Mesmo que um juiz nacional local profira uma decisão em favor do cidadão afetado por uma decisão dos EUA ou da UE dificilmente essa decisão surtirá efeitos tecnológicos para desfazer ou amenizar os efeitos do abuso cometido à distância no ambiente virtual que imediatamente se transformaram em danos pessoais no mundo real. Decisões proferidas por Cortes internacionais, além demorarem muito para serem tomadas e não estarem ao alcance de todos, exigem sujeição voluntária dos Estados que fazem parte da ONU, OEA e União Europeia. Na prática, na maioria das vezes elas não surtem efeitos.
Será preciso um novo Direito para um novo mundo. É preciso cancelar tecnologicamente o poder conferido aos EUA e à UE pela assimetria tecnológica. Novos poderes devem ser conferídos aos juízes, mas a eficácia deles terão que fazer parte da arquitetura da internet. Mais importante, após o redesenho do sistema internacional de fluxo de dados bancários e comerciais a nova arquitetura colocada em funcionamento não poderá ser desligada pelos Estados nacionais ou por empresas privadas de tecnologia.
A "personalidade virtual" de cada ser humano deve ser considerada como um atributo de sua personalidade humana, com efeitos jurídicos imediatos tanto na esfera nacional quanto na internacional. E ela não poderá ser desligada com alguns cliques sem o devido processo legal em que sejam garantidos direito de defesa, produção de provas e examinação cruzada de provas produzidas, bem como assistência por advogado.
Tudo isso é juridicamente possível e tecnologicamente realizável. Mas existe um porém. Líderes políticos americanos e europeus irão simplesmente abrir mão do novo e imenso poder tecnológico assimétrico que conquistaram? A resposta é não. Autoridades públicas gostam de expandir seus poderes administrativos nunca de renunciar a eles. Além disso, a infraestrutura tecnológica que criou esse poder depende em grande medida de empresas privadas imensas e poderosas que historicamente tem resistido de maneira permanente a qualquer tipo de regulação ou intromissão do Direito Público.

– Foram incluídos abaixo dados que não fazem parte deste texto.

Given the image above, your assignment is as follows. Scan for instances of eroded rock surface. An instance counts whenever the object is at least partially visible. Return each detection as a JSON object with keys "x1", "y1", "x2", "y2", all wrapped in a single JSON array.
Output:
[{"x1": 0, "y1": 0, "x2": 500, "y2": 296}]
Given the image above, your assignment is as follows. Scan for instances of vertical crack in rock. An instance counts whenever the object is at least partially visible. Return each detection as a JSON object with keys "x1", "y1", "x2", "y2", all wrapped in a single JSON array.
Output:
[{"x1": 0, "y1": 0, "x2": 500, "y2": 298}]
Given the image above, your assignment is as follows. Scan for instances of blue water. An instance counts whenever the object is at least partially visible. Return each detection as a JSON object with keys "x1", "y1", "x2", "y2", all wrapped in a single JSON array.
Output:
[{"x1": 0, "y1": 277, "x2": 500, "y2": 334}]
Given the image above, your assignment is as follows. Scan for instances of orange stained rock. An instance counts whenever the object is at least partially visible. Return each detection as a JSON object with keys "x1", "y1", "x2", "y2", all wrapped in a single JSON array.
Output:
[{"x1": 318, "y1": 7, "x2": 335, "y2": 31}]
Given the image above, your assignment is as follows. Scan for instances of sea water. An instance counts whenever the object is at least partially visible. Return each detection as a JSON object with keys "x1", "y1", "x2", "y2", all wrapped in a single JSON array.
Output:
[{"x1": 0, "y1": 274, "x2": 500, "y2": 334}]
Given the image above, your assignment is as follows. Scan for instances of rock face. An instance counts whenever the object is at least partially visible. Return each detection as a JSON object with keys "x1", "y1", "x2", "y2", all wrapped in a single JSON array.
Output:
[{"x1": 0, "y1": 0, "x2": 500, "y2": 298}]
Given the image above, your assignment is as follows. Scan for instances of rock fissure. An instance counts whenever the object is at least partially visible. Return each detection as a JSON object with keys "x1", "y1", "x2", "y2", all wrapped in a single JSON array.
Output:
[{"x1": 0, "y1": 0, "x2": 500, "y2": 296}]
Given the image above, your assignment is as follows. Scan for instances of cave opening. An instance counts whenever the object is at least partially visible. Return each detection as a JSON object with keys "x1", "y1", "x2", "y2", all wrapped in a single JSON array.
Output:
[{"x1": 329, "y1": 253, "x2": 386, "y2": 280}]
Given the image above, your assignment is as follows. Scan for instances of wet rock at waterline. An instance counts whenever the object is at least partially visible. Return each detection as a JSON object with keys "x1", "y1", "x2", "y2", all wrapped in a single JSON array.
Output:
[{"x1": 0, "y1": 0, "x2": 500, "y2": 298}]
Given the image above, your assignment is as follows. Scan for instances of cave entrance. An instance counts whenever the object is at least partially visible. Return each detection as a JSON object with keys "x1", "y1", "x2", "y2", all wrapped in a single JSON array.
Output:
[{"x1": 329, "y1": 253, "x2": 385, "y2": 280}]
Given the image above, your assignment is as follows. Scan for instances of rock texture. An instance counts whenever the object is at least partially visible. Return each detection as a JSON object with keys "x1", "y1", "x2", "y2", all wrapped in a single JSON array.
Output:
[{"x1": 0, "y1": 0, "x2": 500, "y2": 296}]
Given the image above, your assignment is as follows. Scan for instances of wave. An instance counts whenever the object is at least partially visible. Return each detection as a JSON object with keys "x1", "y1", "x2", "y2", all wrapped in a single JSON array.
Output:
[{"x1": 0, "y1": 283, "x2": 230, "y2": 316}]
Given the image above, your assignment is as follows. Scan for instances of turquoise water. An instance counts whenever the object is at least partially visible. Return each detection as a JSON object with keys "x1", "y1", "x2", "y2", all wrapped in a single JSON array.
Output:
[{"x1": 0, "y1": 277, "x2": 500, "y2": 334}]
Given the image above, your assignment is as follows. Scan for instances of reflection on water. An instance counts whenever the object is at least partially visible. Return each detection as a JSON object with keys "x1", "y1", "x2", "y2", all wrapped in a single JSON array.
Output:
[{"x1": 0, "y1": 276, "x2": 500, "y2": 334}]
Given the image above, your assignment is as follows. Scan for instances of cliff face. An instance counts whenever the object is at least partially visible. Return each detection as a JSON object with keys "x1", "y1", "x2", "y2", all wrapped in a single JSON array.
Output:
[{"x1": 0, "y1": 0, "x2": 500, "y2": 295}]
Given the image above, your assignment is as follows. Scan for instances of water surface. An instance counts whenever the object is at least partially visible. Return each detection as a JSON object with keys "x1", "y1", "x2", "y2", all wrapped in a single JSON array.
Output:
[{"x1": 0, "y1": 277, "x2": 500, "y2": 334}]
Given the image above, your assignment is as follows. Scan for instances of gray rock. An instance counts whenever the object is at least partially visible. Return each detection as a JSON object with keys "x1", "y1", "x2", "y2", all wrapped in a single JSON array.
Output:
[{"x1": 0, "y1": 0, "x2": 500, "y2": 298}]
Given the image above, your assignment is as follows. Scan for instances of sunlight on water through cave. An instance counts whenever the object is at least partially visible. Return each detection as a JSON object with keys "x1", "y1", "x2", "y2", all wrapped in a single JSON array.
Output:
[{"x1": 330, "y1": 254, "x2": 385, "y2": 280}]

Mergulhados nas distrações da sociedade do espetáculo digitalizado algoritmizado e oprimidos pela pobreza que se espalha como uma doença por causa do neoliberalismo dificilmente americanos e europeus se organizarão para fazer algo em defesa de suas "personalidades virtuais". Além disso, eles aprenderam a desconfiam das autoridades judiciárias que quase sempre se colocam ao lado do poder contra o cara comum regular.
O Direito constitucional e os Direitos Humanos então chegaram a um limite tecnologicamente imposto. Eles não tem meios de se expandir para o desenho da arquitetura da internet e podem agora ser desligados com grande facilidade como nós estamos vendo. E para piorar não existe esperança consistente de obter dos juízes nacionais e internacionais decisões eficazes que reabilitem "personalidades virtuais" inutilizadas à distância com alguns cliques que destroem vidas reais onde quer que as pessoas prejudicadas estejam. Isso é realmente preocupante.
Algumas pessoas dizem que a democracia termina com uma salva de palmas. Isso acontecia no passado. Agora o fim da democracia ocorre com alguns cliques sem resistência ou necessidade de apoio da plateia. Não existe paradigma para o que está ocorrendo, nem solução política ou tecnológica para o impasse. Nem mesmo uma guerra seria capaz de restaurar o mundo ao estado anterior.